FloatValue elements can contain zero or more floating-point value specifications. A floating-point value specification can be a constant:

<f>1.23456</f>

Or it can specify a range, using the FloatRange element:

<FloatRange><MinFloat><f>2.71828</f></MinFloat><MaxFloat><f>3.14159</f></MaxFloat></FloatRange>

Or it can be a variable reference:

<GetFloat name="float-var"/>

Or it can put the value into a variable:

<SaveFloat name="float-var"/>

SameDataTypeAsField

This is useful for specifying that an attribute must have the same data type as the field it is attached to.

Data type definitions


The DataType element is used to specify the data type and range of data and geolocation fields. It is just a container for IntValue/FloatValue/StringValue elements, like this:

* <DataType><IntValue><IntRange><MinInt><i>17</i></MinInt><MaxInt><i>42</i></MaxInt></IntRange></IntValue></DataType>
the field must be integer type, with values between 17 and 42 inclusive.
* <DataType><StringValue/></DataType>
the field must be a string type.

Dimension definitions


Dimensions are specified at the Swath (and eventually Grid and Point) level by name and size, as follows:
* <Dimension name="nXtrack"/>
A dimension named "nXtrack"
* <Dimension name="nXtrack" size="42"/>
A dimension named "nXtrack" whose size must be 42.
* <Dimension name="nXtrack" min="10" max= "20"/>
A dimension named "nXtrack", whose size must be between 10 and 20 inclusive.
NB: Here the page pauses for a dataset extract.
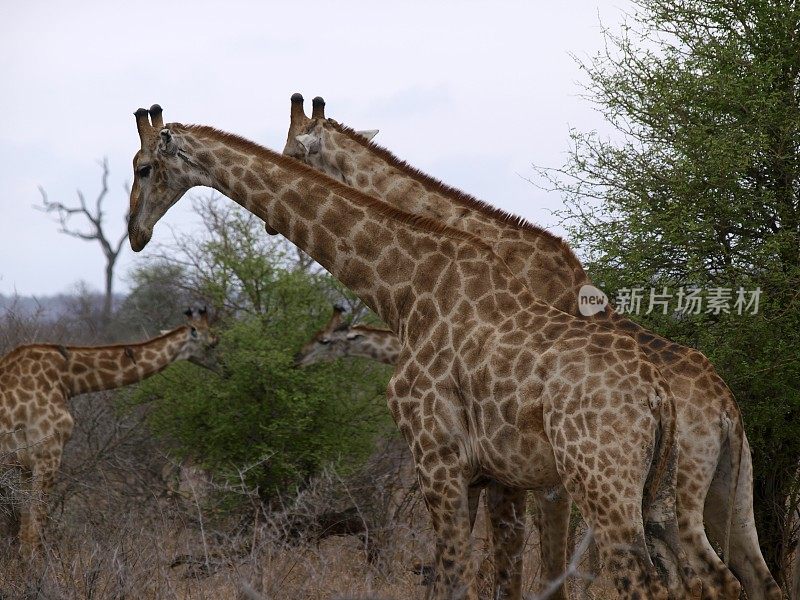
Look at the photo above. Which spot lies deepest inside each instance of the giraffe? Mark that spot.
(337, 340)
(37, 380)
(491, 383)
(715, 466)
Omitting min means no minimum value, omitting max means no maximum value.

Yeah, yeah, the size, min, and max attributes ought to be elements that can then be filled in using GetInt.

Attribute definitions


Attributes are specified by name, type and value, as follows:

<Attribute name="InstrumentName">
   <!-- value specification goes here -->
</Attribute>

Performance characteristics


The validator should not be a particularly CPU-intensive application, and will only be I/O-intensive if it is validating value ranges for large data fields, since it must read the actual data from the file to check it. To keep the system simple internally, the validator will attempt to read in an entire field at a time if it needs to range-check its data, so its worst-case memory usage will be roughly equal to the size of the largest field in the file being validated.